Мама вспоминала этот анекдот, когда я просил чего-нибудь с ее — извозчичьей — точки зрения вовсе невозможного и фантастичного.
Все это объяснять ледоколу я не стал, а просто пробормотал: «Простите, вас понял, следуем самостоятельно!»
Солнце всходит и заходит — уже и не поймешь, черт знает что оно делает за круглым боком планеты.
Странноватый розово-холодный свет сочится из-под горизонта на северо-востоке. Этот свет и на тяжелых, холодных волнах. Они бьют нам в нос. И от форштевня вздымаются брызги буденновскими усами. Баллов пять уже задувает от юго-востока.
ПИСЬМА ПОРУЧИКА ИСКРОВОЙ РОТЫ
Из 1914 года
…Это объясняется однообразием нашей жизни; не было о чем писать и каждый день являлись одне и те же мысли. Пустота дневника служит лучшей иллюстрацией нашей жизни в течение этих месяцев.
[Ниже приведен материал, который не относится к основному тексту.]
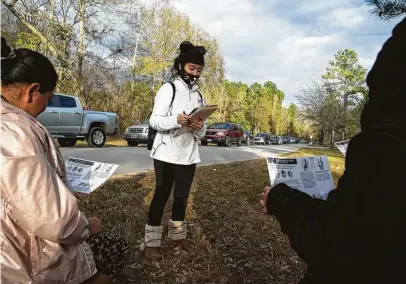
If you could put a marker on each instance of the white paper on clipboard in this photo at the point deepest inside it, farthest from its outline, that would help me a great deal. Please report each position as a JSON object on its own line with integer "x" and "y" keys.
{"x": 203, "y": 112}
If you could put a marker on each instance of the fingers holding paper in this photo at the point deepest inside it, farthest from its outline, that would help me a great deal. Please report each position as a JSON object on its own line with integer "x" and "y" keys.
{"x": 196, "y": 124}
{"x": 183, "y": 119}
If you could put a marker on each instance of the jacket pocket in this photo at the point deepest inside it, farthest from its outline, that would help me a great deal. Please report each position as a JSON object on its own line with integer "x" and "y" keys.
{"x": 34, "y": 254}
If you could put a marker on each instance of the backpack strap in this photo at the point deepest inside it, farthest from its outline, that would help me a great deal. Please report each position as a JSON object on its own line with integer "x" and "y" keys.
{"x": 173, "y": 94}
{"x": 201, "y": 97}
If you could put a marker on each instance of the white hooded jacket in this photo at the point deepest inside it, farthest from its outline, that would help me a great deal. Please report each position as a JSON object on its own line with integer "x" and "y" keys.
{"x": 183, "y": 149}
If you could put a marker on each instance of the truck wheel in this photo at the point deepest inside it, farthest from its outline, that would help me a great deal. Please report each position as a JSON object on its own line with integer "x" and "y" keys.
{"x": 227, "y": 143}
{"x": 67, "y": 142}
{"x": 96, "y": 137}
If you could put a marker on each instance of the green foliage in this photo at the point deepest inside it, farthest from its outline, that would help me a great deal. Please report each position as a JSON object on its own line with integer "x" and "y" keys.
{"x": 334, "y": 104}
Фр. Нансен. Среди льдов и во мраке полярной ночиДЛИТЕЛЬНОЕ ОЖИДАНИЕ УЛУЧШЕНИЯ ЛЕДОВЫХ УСЛОВИЙ ДЕСЯТИМЕТРОВОЙ ИЗОБАТЕ ПАРАЛЛЕЛИ 7302 ГДЕ ПРОХОДИТ ФАРВАТЕР ВЫХОДА СУДОВ ИЗ ПРОЛИВА ЛАПТЕВА НЕ ДАЛО ЖЕЛАЕМЫХ РЕЗУЛЬТАТОВ ЗПТ ПОСЛЕДНЕЙ РАЗВЕДКОЙ ПОДТВЕРДИЛОСЬ ДАЛЬНЕЙШЕЕ УХУДШЕНИЕ ОБСТАНОВКИ ЭТОЙ ЗОНЕ ЗПТ ИСПОЛЬЗОВАНИЕ ПРОЛИВА ЛАПТЕВА ДЛЯ ПРОВОДКИ СУДОВ ОСАДКОЙ БОЛЕЕ ПЯТИ МЕТРОВ ПРИШЛОСЬ ПРЕКРАТИТЬ ПРИНЯТО РЕШЕНИЕ БУКСИРОВАТЬ КАЖДОГО ИЗ ВАС МОЩНЫМ ЛЕДОКОЛОМ ЧЕРЕЗ ПРОЛИВ САННИКОВА ГДЕ ГЛУБИНАМИ НЕ ТАК СЛОЖНО= 300819 КНМ ЛЕБЕДЕВ
Наглухо застряли у порога Восточно-Сибирского моря. Символом однообразия нашей жизни может служить буфетчица Нина Михайловна, которая сидит с ногами в кресле в пустой кают-компании и читает «Королеву Марго».
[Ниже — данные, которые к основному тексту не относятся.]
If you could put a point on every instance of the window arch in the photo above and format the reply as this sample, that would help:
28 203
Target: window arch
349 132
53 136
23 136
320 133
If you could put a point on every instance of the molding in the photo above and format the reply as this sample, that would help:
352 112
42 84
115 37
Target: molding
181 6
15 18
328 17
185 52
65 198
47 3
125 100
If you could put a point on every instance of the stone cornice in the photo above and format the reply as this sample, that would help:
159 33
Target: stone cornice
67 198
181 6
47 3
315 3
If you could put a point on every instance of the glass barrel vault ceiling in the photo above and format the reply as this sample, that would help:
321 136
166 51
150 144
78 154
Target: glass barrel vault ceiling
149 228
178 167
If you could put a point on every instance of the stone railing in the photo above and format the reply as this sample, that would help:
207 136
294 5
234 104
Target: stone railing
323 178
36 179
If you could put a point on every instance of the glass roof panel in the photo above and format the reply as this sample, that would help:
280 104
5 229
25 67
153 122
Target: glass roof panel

Вся связь с миром — только через эфир.
Я печатаю письма молоденького офицерика — одного из первых военных радистов России. Поручик был влюблен в маму. Она же просто крутила ему голову. Однако почему и зачем хранила письма поручика и даже пронумеровала их?
Время от времени заходит В. В. и кладет на пачку пожелтевших конвертов со штемпелями «Действующая армия», «Военная цензура», новенькие РДО. И я их перепечатываю тоже, ибо все может пригодиться в моем кулацком литературном хозяйстве.
«Новый адрес: Действующая армия, 5 Искровая рота, поручику ННР, а оттуда мне будут пересылать с нарочными, т. к. я буду от штаба верстах в 500, в маленьком отряде, оперирующем в Буковине. Этот веселый отряд недавно взял Кимполунчъ (? — В. К.), что Вы, конечно, знаете из донесения Верховного Главнокомандующего — моего старшего тезки. Так вот я туда и еду. Довольно, конечно, страшно, но бодрости сколько угодно. Вагон — теплушка, трясет страшно, писать невозможно… Сейчас остановились в Станиславове — чудный, великолепный город: громадный, чистый, великолепные магазины, кафе и рестораны — очень мало чем уступает Львову. Здесь я узнал, что отряд мой сплошь состоит из кавалерии, что еще больше придает интересу к предстоящей службе. Судя по карте и по рассказам, местность там удивительно красивая — кругом сплошные перерезанные горы, покрытые лесом и снегом: трудновато придется моим бедным лошадкам, но ничего, с Божьей помощью к сентябрю войну кончим. Ваш Николаич».